‘Islamabad-Riyadh ties a matter of great concern for Tehran’

Scholar says careful diplomacy during regional conflicts had strengthened Iranian regime


Mariam Shafqat April 03, 2016
Scholar says careful diplomacy during regional conflicts had strengthened Iranian regime. PHOTO: PM OFFICE

LAHORE: As long as Pakistan keeps a close relationship with Saudi Arabia, Iran will remain suspicious and will hold close ties with India and Moscow as a defensive tactic, Amin Saikal, a professor of political science at an Australian university, said at the session Iran between Theocracy and Theo-democracy at the Afkar-i-Taza conference on Sunday.

He said the close relationship between Islamabad and Riyadh had been a matter of concern for Iran from day one. Iran had seen the recent announcement by Saudi King Salman of a $1.5 billion aid/loan package for Pakistan as an indication of a possible nuclear agreement between the two countries, he said.

He said Pakistan-Iran relations had been at their lowest ebb during the Afghan jihad days. Iran had later supported an alliance of Shia groups against Taliban, he said.

On the Islamic regime in Iran, Saikal said Ayatollah Khomeini had sought a radical transformation of Iran into a Shiite Islamic republic using “a jihadi and an ijtihadi approach”.

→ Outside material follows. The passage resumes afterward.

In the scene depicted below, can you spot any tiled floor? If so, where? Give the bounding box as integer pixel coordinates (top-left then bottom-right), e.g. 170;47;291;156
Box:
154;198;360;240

He said Khomeini’s vision for the Iranian state had a liberal as well as an extremist strand to it. He said the first few years following the establishment of the Islamic republic were very turbulent. “Analysts had predicted that the regime will not last for long saying that the mullahs will not be able to handle complex economic and foreign policy affairs,” he said.

On why the regime had endured and what direction could it take in future, Saikal said Khomeini had put in place a two-tier system of governance to run the state affairs. At one level, he said, sovereign power was vested in the person of the supreme religious leader who had to be very well-versed in Islamic jurisprudence and well aware of the ways of the world as well. He said the idea was that the supreme leader could remain above factional politics and preside over the polity. At the other level, he said, representation of the people was ensured through elections to the office of the president and national assembly seats, he said.

Saikal said that Islamic republic had been established in a way that no state institutions could go out of their bound but different institutions could compete for power within the boundaries set for them. He said adherence to Islamic ideology with adjustments needed in view of external affairs had led to the complex balance between theocracy and democracy in Iran.

He said careful diplomacy during regional conflicts had also strengthened the Islamic regime. “Iran has maintained a close relationship with Asad regime in Syria. It has also invested heavily in Afghanistan while maintaining cordial ties with India and Russia,” he said.

Published in The Express Tribune, April 4th,  2016.